Martini fu un riformatore mancato. Introdusse un elemento di contraddizione radicale nell’establishment ecclesiale. Voleva rilanciare il Vaticano II, raddoppiandolo, nei suoi presupposti novisti che tormentarono Paolo VI e indussero i suoi successori a una composta e razionale reazione teologica, liturgica e pastorale. In piena coerenza con uno spirito anti-Sillabo, sicuro che la crociata della chiesa dell’Ottocento contro l’indifferentismo e il relativismo avesse portato danni incommensurabili al popolo di Dio e alla vera dottrina, Martini non concepiva possibile un rapporto critico e di distonia con il tempo in cui il cristiano contemporaneo era chiamato a vivere e a testimoniare.
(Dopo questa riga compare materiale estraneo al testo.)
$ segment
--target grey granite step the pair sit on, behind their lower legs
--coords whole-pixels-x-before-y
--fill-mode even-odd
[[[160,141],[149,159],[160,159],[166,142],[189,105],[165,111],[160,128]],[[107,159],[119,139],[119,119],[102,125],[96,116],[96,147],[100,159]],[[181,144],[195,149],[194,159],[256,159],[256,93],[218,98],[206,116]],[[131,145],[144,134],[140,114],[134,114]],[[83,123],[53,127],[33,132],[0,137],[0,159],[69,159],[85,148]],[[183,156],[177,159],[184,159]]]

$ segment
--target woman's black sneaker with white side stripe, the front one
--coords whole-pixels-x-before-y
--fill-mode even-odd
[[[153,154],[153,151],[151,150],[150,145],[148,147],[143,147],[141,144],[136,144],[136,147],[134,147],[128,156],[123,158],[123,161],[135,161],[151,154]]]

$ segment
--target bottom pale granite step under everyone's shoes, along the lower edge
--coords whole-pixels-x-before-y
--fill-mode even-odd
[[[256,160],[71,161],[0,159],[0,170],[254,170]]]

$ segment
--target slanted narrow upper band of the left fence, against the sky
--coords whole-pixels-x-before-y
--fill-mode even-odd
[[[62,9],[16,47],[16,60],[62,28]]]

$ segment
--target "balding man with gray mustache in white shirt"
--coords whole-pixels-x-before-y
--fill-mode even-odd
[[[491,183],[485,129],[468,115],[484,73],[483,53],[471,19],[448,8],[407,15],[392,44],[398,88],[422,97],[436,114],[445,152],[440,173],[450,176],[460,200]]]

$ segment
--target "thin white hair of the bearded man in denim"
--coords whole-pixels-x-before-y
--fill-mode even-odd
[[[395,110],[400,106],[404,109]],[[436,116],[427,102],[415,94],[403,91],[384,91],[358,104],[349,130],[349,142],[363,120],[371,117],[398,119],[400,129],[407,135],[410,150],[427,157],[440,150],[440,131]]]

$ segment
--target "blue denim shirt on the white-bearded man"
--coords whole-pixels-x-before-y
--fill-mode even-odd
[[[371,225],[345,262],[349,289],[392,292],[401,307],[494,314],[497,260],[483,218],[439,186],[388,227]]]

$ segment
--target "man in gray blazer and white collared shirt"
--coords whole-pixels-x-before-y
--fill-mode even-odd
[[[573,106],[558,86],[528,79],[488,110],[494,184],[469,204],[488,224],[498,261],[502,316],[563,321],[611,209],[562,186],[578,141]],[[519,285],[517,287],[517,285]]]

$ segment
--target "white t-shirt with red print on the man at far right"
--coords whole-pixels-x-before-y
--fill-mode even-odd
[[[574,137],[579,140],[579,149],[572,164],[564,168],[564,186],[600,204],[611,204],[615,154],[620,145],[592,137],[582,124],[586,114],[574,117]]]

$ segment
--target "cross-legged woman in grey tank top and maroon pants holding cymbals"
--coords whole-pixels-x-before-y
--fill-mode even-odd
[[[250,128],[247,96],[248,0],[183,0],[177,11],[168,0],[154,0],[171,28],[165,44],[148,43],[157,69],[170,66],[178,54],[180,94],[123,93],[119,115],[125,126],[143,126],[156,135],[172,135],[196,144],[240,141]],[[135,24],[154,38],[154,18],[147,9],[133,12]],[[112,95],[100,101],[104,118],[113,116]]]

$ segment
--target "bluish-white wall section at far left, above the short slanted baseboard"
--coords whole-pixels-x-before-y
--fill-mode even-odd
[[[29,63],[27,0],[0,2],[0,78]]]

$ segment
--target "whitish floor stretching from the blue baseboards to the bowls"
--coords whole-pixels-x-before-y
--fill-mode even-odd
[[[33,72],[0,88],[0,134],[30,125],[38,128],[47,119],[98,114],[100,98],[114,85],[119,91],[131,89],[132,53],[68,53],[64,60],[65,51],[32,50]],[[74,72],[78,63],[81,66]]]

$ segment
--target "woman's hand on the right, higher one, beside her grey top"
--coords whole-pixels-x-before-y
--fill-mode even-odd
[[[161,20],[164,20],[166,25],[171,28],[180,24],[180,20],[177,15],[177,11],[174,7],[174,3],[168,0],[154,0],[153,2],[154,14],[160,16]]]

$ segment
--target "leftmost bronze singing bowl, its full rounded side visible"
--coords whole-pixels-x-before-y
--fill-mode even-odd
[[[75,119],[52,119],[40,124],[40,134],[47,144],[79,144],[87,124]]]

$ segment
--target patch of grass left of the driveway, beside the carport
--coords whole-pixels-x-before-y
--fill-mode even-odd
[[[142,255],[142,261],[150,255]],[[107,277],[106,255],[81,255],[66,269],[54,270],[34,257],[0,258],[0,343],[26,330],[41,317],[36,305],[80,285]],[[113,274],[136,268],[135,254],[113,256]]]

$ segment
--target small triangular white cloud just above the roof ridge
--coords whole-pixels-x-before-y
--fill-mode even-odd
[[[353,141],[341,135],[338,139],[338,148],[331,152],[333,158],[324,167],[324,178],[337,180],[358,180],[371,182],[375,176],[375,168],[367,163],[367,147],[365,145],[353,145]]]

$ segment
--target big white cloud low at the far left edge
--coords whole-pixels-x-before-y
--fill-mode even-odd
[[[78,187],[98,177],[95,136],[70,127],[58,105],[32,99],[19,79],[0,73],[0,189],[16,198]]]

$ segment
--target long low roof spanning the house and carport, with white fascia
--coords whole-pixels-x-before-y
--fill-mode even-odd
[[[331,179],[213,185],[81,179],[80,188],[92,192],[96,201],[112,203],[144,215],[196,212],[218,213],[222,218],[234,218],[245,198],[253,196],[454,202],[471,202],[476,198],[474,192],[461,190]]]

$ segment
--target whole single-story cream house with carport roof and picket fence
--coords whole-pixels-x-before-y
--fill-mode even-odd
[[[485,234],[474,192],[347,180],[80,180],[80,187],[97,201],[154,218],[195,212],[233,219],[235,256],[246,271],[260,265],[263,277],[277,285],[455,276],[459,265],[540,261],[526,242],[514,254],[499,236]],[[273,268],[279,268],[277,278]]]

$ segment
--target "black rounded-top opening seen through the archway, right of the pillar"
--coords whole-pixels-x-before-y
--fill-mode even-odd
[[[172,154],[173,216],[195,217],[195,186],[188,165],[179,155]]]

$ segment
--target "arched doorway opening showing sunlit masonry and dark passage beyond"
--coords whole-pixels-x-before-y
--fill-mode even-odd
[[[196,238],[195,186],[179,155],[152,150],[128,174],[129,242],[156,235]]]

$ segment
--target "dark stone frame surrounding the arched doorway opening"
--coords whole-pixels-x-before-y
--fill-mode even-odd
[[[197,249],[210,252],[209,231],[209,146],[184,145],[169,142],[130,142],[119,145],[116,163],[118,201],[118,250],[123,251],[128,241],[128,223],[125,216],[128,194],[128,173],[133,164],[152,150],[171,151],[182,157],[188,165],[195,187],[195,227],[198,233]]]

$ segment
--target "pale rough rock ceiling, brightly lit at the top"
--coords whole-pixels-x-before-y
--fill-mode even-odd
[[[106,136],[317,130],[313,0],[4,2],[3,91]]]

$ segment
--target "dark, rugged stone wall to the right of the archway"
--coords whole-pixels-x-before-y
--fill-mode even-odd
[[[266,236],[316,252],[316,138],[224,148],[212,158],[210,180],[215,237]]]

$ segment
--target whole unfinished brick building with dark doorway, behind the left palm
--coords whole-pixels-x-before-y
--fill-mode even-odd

Aveva mezzi intellettuali acconci alla bisogna, sapeva come fare quando si trattava di orchestrare le sue idee e farle vivere nel tessuto profondo della chiesa, e per questo fu sospettato di essere un Anti o un Ante Papa. Ma era leale. Disse quel che aveva da dire, sempre o quasi sempre con deferenza. Nella lettera pastorale Il lembo del mantello magnificò apologeticamente a un giovane giornalista televisivo le gesta dei talk show. Penso che si sbagliasse.
Leggi Non barate, l'accanimento terapeutico non è mai piaciuto alla chiesa

Giuliano Ferrara

1 commento:

  1. Non dimentichiamo però che nella sua Diocesi,non ha mai voluto il Cammino Neocatecumenale,sapendo quindi discernere le abberrazioni post Conciliari;
    tanto per essere precisi, Lui ha rifiutato l'alimentazione forzata(sondino naso-gastrico),che la Chiesa non considera accanimento terapeutico, anche se di fatto lo è.